Okay, well, over the last year or so, it has been important to keep things organized on your end. However, you all have managed to get things in order and are in a strong position to capitalize on opportunities. I am curious about your current pricing; I assume it is probably close to eight, and I would like to know how demand looks at that pricing level.

Chris Farrar, President and CEO

Yes. So our more recent production is kind of in the 8.5% to 9% coupon range. And yes, in the last few weeks, submissions have been very strong. I think there's what I call kind of a sensitivity period where customers and client borrowers are adjusting to changes. There was a little bit of an adjustment period there for sure, but we’re very pleased to see how strong submissions have been.

Steve DeLaney, Analyst

Great. Thank you both for the comments. Appreciate it.
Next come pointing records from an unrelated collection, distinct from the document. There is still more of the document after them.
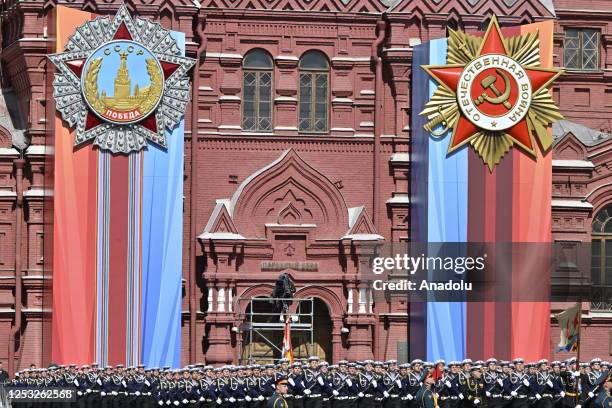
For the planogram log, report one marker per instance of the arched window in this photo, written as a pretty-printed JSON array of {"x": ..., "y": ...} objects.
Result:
[
  {"x": 601, "y": 260},
  {"x": 257, "y": 91},
  {"x": 314, "y": 84}
]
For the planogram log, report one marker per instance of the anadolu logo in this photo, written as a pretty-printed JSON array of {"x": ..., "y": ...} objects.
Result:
[
  {"x": 121, "y": 83},
  {"x": 493, "y": 94}
]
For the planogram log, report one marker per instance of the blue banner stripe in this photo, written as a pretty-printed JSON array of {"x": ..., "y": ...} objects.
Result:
[
  {"x": 162, "y": 235},
  {"x": 419, "y": 157},
  {"x": 446, "y": 222}
]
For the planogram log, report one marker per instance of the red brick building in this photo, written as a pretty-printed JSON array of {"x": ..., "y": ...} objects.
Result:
[{"x": 302, "y": 159}]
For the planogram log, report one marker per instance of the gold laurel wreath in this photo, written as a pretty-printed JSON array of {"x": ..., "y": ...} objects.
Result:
[
  {"x": 148, "y": 103},
  {"x": 491, "y": 146}
]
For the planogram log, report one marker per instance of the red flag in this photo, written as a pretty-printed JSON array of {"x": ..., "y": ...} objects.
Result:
[{"x": 287, "y": 351}]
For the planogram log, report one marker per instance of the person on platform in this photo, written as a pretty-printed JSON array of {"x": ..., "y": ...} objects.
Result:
[
  {"x": 277, "y": 399},
  {"x": 425, "y": 397},
  {"x": 604, "y": 397},
  {"x": 4, "y": 378}
]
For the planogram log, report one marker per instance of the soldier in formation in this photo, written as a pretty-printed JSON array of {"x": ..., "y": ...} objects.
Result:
[{"x": 316, "y": 384}]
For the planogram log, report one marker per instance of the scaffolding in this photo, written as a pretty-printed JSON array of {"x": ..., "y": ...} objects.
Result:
[{"x": 266, "y": 326}]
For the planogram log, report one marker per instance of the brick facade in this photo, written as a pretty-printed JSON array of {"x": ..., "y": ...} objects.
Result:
[{"x": 283, "y": 195}]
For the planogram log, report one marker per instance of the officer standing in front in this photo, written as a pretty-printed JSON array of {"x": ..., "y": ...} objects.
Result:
[{"x": 277, "y": 399}]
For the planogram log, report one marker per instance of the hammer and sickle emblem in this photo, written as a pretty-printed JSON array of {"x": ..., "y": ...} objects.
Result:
[{"x": 489, "y": 83}]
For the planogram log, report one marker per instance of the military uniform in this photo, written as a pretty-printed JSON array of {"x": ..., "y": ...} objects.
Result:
[
  {"x": 276, "y": 401},
  {"x": 425, "y": 398}
]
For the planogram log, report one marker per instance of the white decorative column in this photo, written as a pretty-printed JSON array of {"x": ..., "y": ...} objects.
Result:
[
  {"x": 362, "y": 300},
  {"x": 229, "y": 299},
  {"x": 221, "y": 300},
  {"x": 210, "y": 299}
]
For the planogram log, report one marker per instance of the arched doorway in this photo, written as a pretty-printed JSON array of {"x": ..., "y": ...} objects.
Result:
[
  {"x": 260, "y": 344},
  {"x": 321, "y": 344},
  {"x": 601, "y": 260},
  {"x": 311, "y": 331}
]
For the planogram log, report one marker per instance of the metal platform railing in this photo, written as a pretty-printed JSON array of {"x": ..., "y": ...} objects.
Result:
[{"x": 261, "y": 326}]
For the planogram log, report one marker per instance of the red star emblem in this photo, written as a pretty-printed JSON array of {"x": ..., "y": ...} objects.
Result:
[
  {"x": 501, "y": 93},
  {"x": 76, "y": 66}
]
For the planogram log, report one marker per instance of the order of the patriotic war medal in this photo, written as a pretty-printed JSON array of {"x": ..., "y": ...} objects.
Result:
[
  {"x": 121, "y": 83},
  {"x": 493, "y": 94}
]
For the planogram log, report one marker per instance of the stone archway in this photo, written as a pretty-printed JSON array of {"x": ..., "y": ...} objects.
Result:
[{"x": 321, "y": 342}]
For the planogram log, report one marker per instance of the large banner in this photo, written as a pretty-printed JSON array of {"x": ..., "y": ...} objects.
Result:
[
  {"x": 482, "y": 172},
  {"x": 118, "y": 193}
]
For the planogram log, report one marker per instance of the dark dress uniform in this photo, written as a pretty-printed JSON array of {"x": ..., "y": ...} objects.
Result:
[
  {"x": 425, "y": 398},
  {"x": 494, "y": 389},
  {"x": 392, "y": 383},
  {"x": 474, "y": 391},
  {"x": 517, "y": 386},
  {"x": 602, "y": 400},
  {"x": 312, "y": 388},
  {"x": 450, "y": 389},
  {"x": 276, "y": 401}
]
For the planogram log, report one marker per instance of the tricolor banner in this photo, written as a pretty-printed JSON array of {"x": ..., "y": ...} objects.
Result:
[
  {"x": 118, "y": 202},
  {"x": 287, "y": 350},
  {"x": 482, "y": 173}
]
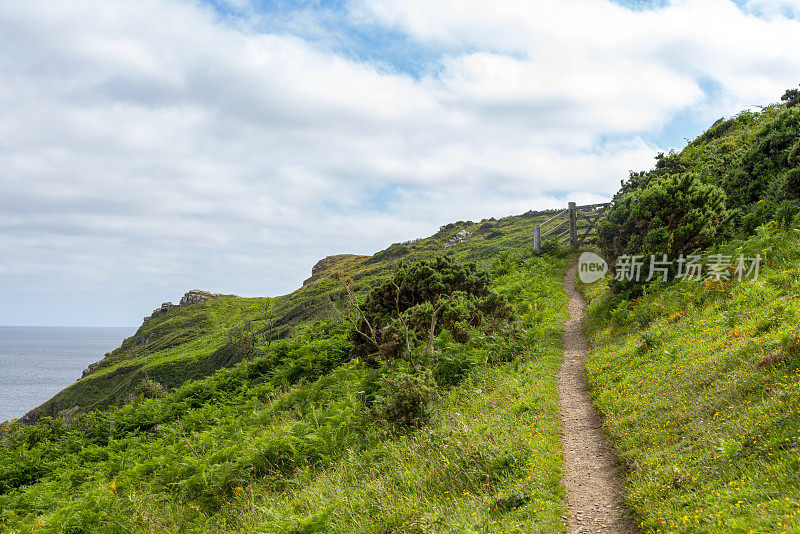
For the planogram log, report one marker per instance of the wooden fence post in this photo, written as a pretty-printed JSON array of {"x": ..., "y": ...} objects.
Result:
[{"x": 573, "y": 225}]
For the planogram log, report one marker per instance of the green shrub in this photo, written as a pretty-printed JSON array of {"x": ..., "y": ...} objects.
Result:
[{"x": 405, "y": 399}]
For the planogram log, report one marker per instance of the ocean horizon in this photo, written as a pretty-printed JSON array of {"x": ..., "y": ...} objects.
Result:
[{"x": 36, "y": 362}]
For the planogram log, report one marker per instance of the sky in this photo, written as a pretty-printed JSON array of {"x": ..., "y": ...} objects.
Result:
[{"x": 151, "y": 147}]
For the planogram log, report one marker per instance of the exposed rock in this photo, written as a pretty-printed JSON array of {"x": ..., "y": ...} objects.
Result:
[
  {"x": 165, "y": 307},
  {"x": 191, "y": 297},
  {"x": 195, "y": 296},
  {"x": 326, "y": 263},
  {"x": 93, "y": 366},
  {"x": 458, "y": 238}
]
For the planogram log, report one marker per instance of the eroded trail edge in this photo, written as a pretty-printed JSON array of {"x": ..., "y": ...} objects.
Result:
[{"x": 591, "y": 478}]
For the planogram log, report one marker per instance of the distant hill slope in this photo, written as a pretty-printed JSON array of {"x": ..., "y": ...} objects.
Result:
[{"x": 191, "y": 341}]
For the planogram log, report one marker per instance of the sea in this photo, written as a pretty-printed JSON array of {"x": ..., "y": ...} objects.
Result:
[{"x": 36, "y": 362}]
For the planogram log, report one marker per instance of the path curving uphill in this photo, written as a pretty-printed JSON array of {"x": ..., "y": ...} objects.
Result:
[{"x": 594, "y": 490}]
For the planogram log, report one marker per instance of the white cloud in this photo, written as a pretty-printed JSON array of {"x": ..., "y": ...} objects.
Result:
[{"x": 154, "y": 146}]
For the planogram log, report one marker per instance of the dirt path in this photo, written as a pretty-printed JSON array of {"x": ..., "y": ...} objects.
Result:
[{"x": 594, "y": 489}]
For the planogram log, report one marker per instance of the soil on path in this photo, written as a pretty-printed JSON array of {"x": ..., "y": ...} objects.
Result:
[{"x": 594, "y": 490}]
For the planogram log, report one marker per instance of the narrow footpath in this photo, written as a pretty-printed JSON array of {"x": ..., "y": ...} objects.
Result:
[{"x": 594, "y": 490}]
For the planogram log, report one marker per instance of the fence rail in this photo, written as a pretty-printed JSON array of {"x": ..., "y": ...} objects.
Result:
[{"x": 576, "y": 225}]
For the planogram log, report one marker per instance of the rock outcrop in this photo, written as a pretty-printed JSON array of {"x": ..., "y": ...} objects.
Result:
[
  {"x": 194, "y": 296},
  {"x": 326, "y": 264},
  {"x": 458, "y": 238}
]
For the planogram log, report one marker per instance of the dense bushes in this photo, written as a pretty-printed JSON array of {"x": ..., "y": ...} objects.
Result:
[
  {"x": 420, "y": 301},
  {"x": 674, "y": 214},
  {"x": 740, "y": 174}
]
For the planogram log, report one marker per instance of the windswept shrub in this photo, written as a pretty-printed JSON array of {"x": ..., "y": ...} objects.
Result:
[
  {"x": 404, "y": 399},
  {"x": 671, "y": 215}
]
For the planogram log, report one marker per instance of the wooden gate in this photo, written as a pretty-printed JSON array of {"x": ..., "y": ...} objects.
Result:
[{"x": 576, "y": 225}]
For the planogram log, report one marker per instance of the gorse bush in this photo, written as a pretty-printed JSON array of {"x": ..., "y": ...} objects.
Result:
[
  {"x": 404, "y": 399},
  {"x": 670, "y": 215},
  {"x": 420, "y": 301},
  {"x": 740, "y": 174}
]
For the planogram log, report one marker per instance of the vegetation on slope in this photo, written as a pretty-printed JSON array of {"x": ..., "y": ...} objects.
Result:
[
  {"x": 297, "y": 438},
  {"x": 699, "y": 383},
  {"x": 699, "y": 380},
  {"x": 191, "y": 342}
]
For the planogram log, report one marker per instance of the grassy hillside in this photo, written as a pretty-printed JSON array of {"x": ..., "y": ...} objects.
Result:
[
  {"x": 299, "y": 436},
  {"x": 191, "y": 342},
  {"x": 699, "y": 381},
  {"x": 700, "y": 387}
]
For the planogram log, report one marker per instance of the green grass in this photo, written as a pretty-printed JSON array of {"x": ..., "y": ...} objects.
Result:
[
  {"x": 700, "y": 388},
  {"x": 180, "y": 345},
  {"x": 286, "y": 441}
]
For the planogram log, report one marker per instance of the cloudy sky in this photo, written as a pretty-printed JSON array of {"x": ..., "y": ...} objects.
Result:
[{"x": 149, "y": 147}]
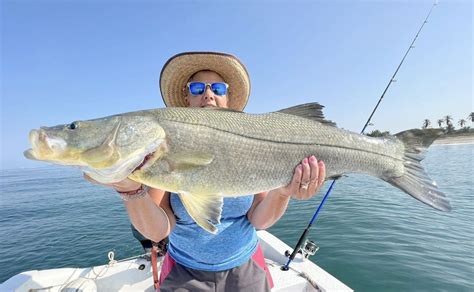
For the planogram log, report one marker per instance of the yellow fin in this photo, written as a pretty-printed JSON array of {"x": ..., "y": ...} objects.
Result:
[
  {"x": 105, "y": 155},
  {"x": 204, "y": 209},
  {"x": 187, "y": 161}
]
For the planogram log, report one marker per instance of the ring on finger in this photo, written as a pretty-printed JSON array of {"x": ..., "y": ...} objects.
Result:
[{"x": 304, "y": 185}]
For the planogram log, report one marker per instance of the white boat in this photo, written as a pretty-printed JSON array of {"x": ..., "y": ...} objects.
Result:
[{"x": 135, "y": 274}]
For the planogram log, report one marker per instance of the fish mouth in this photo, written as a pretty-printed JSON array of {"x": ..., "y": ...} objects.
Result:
[{"x": 43, "y": 147}]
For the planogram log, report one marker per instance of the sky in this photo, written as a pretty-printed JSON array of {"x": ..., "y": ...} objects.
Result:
[{"x": 63, "y": 61}]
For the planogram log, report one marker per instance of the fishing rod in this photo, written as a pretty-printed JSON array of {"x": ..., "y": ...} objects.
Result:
[{"x": 312, "y": 248}]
Chris Farrar, President and CEO

Thank you, Steve.

Operator, Operator

This concludes our question-and-answer session. I would like to turn the conference back over to Christopher Farrar for any closing remarks.

Chris Farrar, President and CEO

I just want to say thanks again for everybody for participating and all of your support, and we're grateful for the years of support that we've seen from everyone. So that will conclude our call. Thank you.

Mark Szczepaniak, CFO

Thank you.

Operator, Operator

The conference has now concluded. Thank you for attending today's presentation. You may now disconnect.